Higher protein intakes (approaching 1.6 -2 grams/kg body weight/day) may not be appropriate in people with:
- Advanced chronic kidney disease (moderate–severe renal impairment)
- Decompensated liver disease, particularly with hepatic encephalopathy
- Acute kidney injury (temporary adjustment during illness or dehydration)
- Rare inherited metabolic disorders affecting protein metabolism
In these cases, a treating clinician should always guide protein intake to balance metabolic needs with organ function.
Importantly, higher protein intake is not contraindicated in many common ageing-related conditions, including:
- Osteoporosis or osteopenia
- Sarcopenia or frailty
- Type 2 diabetes or insulin resistance
- Metabolic syndrome
- Healthy ageing kidneys
In fact, chronically low protein intake is a greater risk in these populations, accelerating muscle loss, bone fragility, impaired glucose control, and loss of functional independence.
The key takeaway for most older adults with normal kidney and liver function is higher protein intake is protective – not harmful. It supports bone remodelling, muscle preservation, metabolic health, and resilience with ageing. Protein restriction should be the exception, not the rule, and only applied where clear medical indications exist.

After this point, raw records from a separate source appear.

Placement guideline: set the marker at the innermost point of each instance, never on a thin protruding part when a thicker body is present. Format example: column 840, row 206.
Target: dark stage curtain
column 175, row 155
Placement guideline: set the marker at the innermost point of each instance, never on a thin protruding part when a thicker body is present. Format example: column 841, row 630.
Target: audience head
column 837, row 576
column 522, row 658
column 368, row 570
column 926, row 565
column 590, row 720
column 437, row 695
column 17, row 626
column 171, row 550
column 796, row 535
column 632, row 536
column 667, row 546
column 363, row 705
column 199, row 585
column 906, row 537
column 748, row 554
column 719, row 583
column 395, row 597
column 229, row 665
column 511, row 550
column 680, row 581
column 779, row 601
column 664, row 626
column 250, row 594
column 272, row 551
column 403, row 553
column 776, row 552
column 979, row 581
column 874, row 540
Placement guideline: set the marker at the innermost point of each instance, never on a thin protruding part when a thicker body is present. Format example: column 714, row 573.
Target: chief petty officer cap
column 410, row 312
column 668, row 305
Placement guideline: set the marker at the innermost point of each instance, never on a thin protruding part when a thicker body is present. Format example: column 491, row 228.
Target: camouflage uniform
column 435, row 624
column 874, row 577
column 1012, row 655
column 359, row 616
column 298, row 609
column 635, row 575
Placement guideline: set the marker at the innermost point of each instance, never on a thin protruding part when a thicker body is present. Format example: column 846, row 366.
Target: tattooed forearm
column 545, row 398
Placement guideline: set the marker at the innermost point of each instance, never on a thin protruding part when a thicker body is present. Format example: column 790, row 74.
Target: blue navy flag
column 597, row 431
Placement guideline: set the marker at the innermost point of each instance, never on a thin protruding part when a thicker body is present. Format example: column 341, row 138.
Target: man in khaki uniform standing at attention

What if I Don’t Want to eat more meat?
For people who don’t enjoy red meat, avoid animal protein, or simply struggle to eat enough protein – especially as appetite declines with age -targeted amino acid supplementation can be a practical and effective solution. Products such as Fortagen and Perfect Aminos provide essential amino acids in a highly bioavailable form, without the volume, digestion load, or taste issues that often come with whole protein foods.
These supplements bypass many of the limitations of plant proteins, help ensure adequate intake of the key building blocks required for muscle, bone, collagen, and metabolic health, and can be particularly valuable for older adults or anyone with reduced appetite, digestive sensitivity, or higher protein needs. Used alongside a balanced diet, they offer a simple way to support strength, recovery, and tissue repair when food alone isn’t enough.
Fortagen Protein Powder | OsteoStrong
Bodyhealth PerfectAmino® – OptimOZ.com.au
Suitable vegetarian and vegan supplements are also available. However, because plant-based amino acids are often less bioavailable and less efficiently utilised, dosing may need to be adjusted accordingly.
What Needs to Change in Australia
A modern dietary protein policy should:
- Adopt age-specific protein targets ≥1.2 to 1.6 grams/kg body weight/day for adults over 50 and 2.0 grams/kg body weight/day during illness, recovery and for people with low bone density
- Integrate protein guidance with bone and muscle strategies, not treat it as a standalone nutrient
- Educate clinicians that RDAs are minimums — not optimal intakes
The bottom line is this update isn’t radical — it’s overdue.
Most adults don’t decline because they are old. They decline because their biology is under-stimulated and under-fuelled.
Higher protein intake, combined with appropriate mechanical loading such as osteogenic loading at OsteoStrong centres, is one of the most powerful and underutilised levers we have to extend healthspan, not just lifespan.
Australia should take note — and move quickly.